Sherry & Nuts With V.C. Andrews
She’s smaller than I imagined and somehow faded. I’m reminded of a small grey sparrow perched in the encompassing space of the large brocade armchair. She has her hair tucked up under a hat and her feet sit neatly on the carpeted floor beneath her as she waits.
I introduce myself and tell her I’ve been a fan for years. She smiles then, and pulls off her hat, and I know that my idea of her as a small grey sparrow was wholly incorrect. Her smile is devilish, teasing, and I can see that her eyes know more about me than I have yet managed to tell her. Her hair is a surprise too; white blonde and curled, like the characters in her most famous series of books.
She invites me to sit down now, in this grand old hotel of her choosing, and I do so gladly. Tell me more my eyes murmur and she nods as if I’ve said the words aloud. “The books were a mistake, in a way.”
I’m eager for her to continue but the black suited waiter interrupts to talk about today’s offerings and invite us to place an order. She waves the menu away without checking with me first. “Sherry,” she says firmly. “A glass of your best sherry and a small bowl of salted nuts. I’ve never been one for an extravagant lunch.”
I pass my own menu back to the waiter without looking at it. “I’ll have the same,” I say, although my memories of sherry are of ghastly sips stolen from my parents’ cocktail cabinet around the same time as I discovered V.C. Andrews startling and blushworthy Flower’s in the Attic book series. Well, blushworthy to a young teenage girl who didn’t yet know that such books existed.

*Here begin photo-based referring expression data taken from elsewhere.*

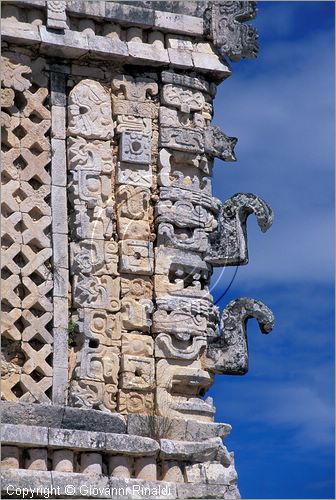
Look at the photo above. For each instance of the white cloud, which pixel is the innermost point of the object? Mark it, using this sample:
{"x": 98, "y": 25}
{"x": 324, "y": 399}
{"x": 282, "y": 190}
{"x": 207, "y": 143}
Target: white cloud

“You don’t need to have it just because I am,” she says softly. Her voice is young and girlish, as if she is a person who is very careful of the number of harsh words she utters.
“No, I’m happy with sherry and nuts.” I clasp my hands in my lap, for no other reason than that it feels right. “The books. Tell me about the books.”
“I wrote them and I fell in love with them.” She looks wistful now, caught up in memories that I have no knowledge of. “Then I sent them to my publisher and he asked me to add something more.”
I nod. I think I know what the ‘something more’ is. However, I have no idea how she came up with such an outlandish ‘something more’ and I hope she will tell me.
“I think the incest factor was a shock to him,” she muses, “But what more could I add to the story of four children left on their own for years in an attic? Aside from murder of course, and I was far too fond of each of them to kill any of them off at that stage.”
“It clearly wasn’t so much of a shock to him that he refused to publish it,” I point out. “And you’re right. What else could you have done? They’d already been starved of love and food, tortured in a way, and endlessly punished by deprivation.”
She nods and whispers a quiet thank you to the waiter as he returns with a silver tray bearing two small glasses of golden-hued sherry and a crystal bowl of mixed nuts. We wait until he reverently places them on the table and leaves us alone again. “But they had love,” she assures me. “They had the love of one another.”
“I know.” I sip my sherry and it’s as ghastly as I remember. The hotel restaurant is busy now and the noise level has risen. I hope she will raise the volume of her voice to compensate or I might not hear her words. “The books had a special meaning for me.”
“Oh?” She arches one finely drawn eyebrow. “And what was that?”
“They were stories about two sets of blonde twins.” I self-consciously touch my own blonde curls. “That was us. My siblings and I. We’re two sets of twins, a boy and girl each time.”
Her eyes gleam and she chuckles with obvious delight. “Well I never! I always knew you existed.”
“No, no,” I say hurriedly, anxious to prevent any misunderstandings. “Our life was nothing like that of the twins in your books.”
She nods and her eyes tell me that she thinks the similarities may be closer than I think.
“No incest,” I clarify.
“That was the publisher’s request,” she reminds me. “I was happy with the original story. Other people’s ideas changed those children’s lives, and mine too. More than I thought possible.”
We smile at each other, finally understanding one another completely, and we quietly sit and drink our sherry as the pure ridiculousness of the theory of coincidence and fate washes over us.